Right now, e-cigarettes and liquid nicotine are illegal in Australia. However, they're easy to purchase online, with 79 percent of purchases made in the $50 million per year industry done via the internet. (One user who buys liquid nicotine online told 10 daily the website looked so legit, he wasn't even 100 percent aware it was illegal.)
Enter: two anti-smoking organisations. They have the same goal -- to get people to quit smoking -- but have fundamentally different views on liquid nicotine.
The Australian Tobacco Harm Reduction Association (ATHRA), a harm minimisation charity set up by four doctors, wants to see liquid tobacco legalised in order to encourage smokers to transition to what they say is a less harmful product.
Quit Victoria, established by the state health department in 1985, refutes this, and says there is no evidence to support the idea that e-cigarettes as a cessation aide.
Coroner Byrne, in trying to establish the tragic events that led to Baby J's death, found himself in the middle of the "maelstrom".
As he was preparing to hand down his findings, he received an "11th hour" submission from ATHRA. Soon after, he received a submission from Quit Victoria.

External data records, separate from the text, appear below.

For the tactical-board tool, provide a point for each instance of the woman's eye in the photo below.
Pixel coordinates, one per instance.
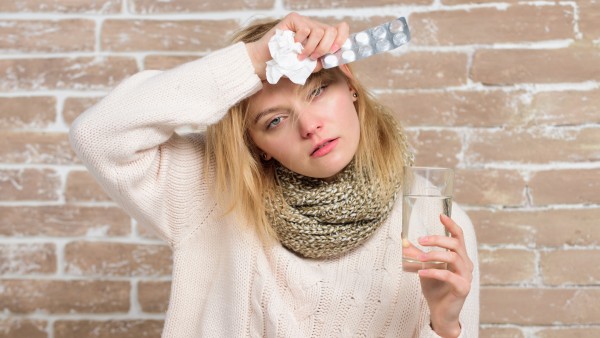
(274, 122)
(318, 91)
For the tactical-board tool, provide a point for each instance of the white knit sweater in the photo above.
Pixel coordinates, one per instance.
(225, 283)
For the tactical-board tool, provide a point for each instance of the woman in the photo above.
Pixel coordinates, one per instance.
(282, 216)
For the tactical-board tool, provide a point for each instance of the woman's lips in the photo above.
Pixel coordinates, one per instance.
(324, 148)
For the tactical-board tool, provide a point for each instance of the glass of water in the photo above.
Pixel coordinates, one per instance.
(426, 193)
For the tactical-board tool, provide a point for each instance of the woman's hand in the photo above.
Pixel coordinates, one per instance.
(446, 290)
(317, 38)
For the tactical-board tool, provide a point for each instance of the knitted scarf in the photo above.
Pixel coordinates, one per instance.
(323, 219)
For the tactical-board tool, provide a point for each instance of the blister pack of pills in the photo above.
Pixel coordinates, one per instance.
(375, 40)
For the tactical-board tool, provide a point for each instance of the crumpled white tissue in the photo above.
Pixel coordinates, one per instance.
(284, 52)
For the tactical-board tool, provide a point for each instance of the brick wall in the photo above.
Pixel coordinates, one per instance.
(507, 92)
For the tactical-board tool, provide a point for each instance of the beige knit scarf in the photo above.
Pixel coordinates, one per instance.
(323, 219)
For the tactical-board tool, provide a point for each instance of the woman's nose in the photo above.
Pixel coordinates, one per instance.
(309, 123)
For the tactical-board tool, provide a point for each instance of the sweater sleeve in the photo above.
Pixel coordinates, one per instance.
(128, 140)
(469, 315)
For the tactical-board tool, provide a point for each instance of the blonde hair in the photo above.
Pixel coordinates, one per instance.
(242, 180)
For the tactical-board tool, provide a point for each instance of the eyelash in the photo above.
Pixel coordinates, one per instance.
(319, 89)
(271, 126)
(313, 94)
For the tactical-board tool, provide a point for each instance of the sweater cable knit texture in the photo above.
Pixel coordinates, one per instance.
(225, 283)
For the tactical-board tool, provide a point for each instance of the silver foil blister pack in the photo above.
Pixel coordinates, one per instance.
(374, 40)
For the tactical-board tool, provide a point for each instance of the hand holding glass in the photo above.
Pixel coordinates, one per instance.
(427, 193)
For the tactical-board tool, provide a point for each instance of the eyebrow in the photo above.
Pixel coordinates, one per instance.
(266, 112)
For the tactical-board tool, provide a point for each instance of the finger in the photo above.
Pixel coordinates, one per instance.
(409, 250)
(315, 36)
(454, 229)
(343, 32)
(445, 242)
(326, 43)
(457, 263)
(461, 286)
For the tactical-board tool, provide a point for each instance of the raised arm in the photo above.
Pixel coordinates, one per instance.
(128, 139)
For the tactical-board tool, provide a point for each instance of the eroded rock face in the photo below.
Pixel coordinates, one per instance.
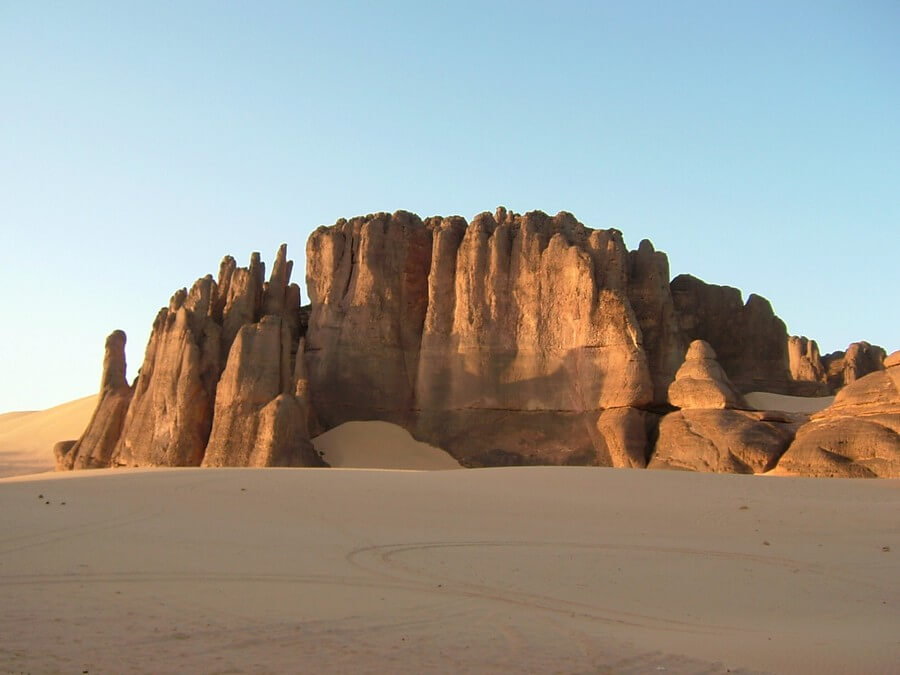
(750, 341)
(651, 299)
(367, 282)
(860, 359)
(721, 441)
(516, 339)
(167, 418)
(168, 421)
(521, 324)
(701, 383)
(709, 433)
(259, 418)
(858, 435)
(95, 447)
(807, 369)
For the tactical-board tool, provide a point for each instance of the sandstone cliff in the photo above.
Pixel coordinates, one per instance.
(858, 435)
(95, 447)
(220, 362)
(501, 341)
(513, 339)
(714, 431)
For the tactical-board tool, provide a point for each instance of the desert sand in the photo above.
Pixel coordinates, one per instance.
(379, 445)
(27, 438)
(536, 569)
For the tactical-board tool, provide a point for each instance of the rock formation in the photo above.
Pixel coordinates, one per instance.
(254, 403)
(701, 382)
(513, 339)
(860, 359)
(260, 409)
(518, 327)
(95, 447)
(751, 342)
(858, 435)
(806, 367)
(709, 433)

Seeking clarity, he approached Safer Care Victoria, which is a government body. It advised that the best way to minimise accidental exposure to liquid nicotine was to maintain a broad ban.
"I see a conundrum," Coroner Byne noted.
"If the product is banned in Australia, how can we in this country enforce safeguards like tamper-proof packaging of a product manufactured overseas and accessed online illegally?"
ATHRA's chairman Colin Mendelsohn, a former GP and now professor in the school of public health at the University of New South Wales, said the issue went beyond tamper-proof packaging and into the safety of liquid tobacco more broadly.
"It's the most effective quitting aid in the world," he told 10 daily.
"One of the great myths is that nicotine kills. It's relatively harmless. What kills people is the smoke -- the tar and the carbon monoxide."
However, Mendelsohn said people are purchasing highly concentrated liquid nicotine from overseas, usually around 100mg per ml which they then dilute into vape juice.
"In other countries, they just go into the local vape shop and buy liquid nicotine that's 6mg per ml, which is much less toxic," Mendelsohn said.
It is also impossible to verify the quality of products purchased from overseas online buyers.
On the other end of things, Quit Victoria says liquid nicotine is simply too risky to use. At high enough doses, it is very toxic, and can cause poisoning when swallowed or absorbed through the skin. Quit Victoria also notes that most e-cigarettes and e-liquid products are not made with basic safety features, and can be easily opened.
It was at this opposing view that Coroner Byrne arrived.
"At first blush, the legislation in Australia of liquid nicotine for use in vaping liquid has a logical attraction if it enables regulation of content and safeguard packaging," he said.
"However, with claim and counterclaim the issues are far more complex, indeed controversial, than I initially thought.
"To buy into the debate would be akin to sailing into the maelstrom. Consequently, I am not prepared to make any recommendation that would alter the status quo.
"Ultimately, legislative change is a matter for government."
The Victorian government, while not taking a legalisation approach, is urging the federal government to "do more" to protect children from dangers posed by e-liquids following the death of Baby J, including by making packaging consistent across the country.
"This has been a tragedy and our hearts go out to the child's family and friends," Health Minister Jenny Mikakos told 10 daily in a statement.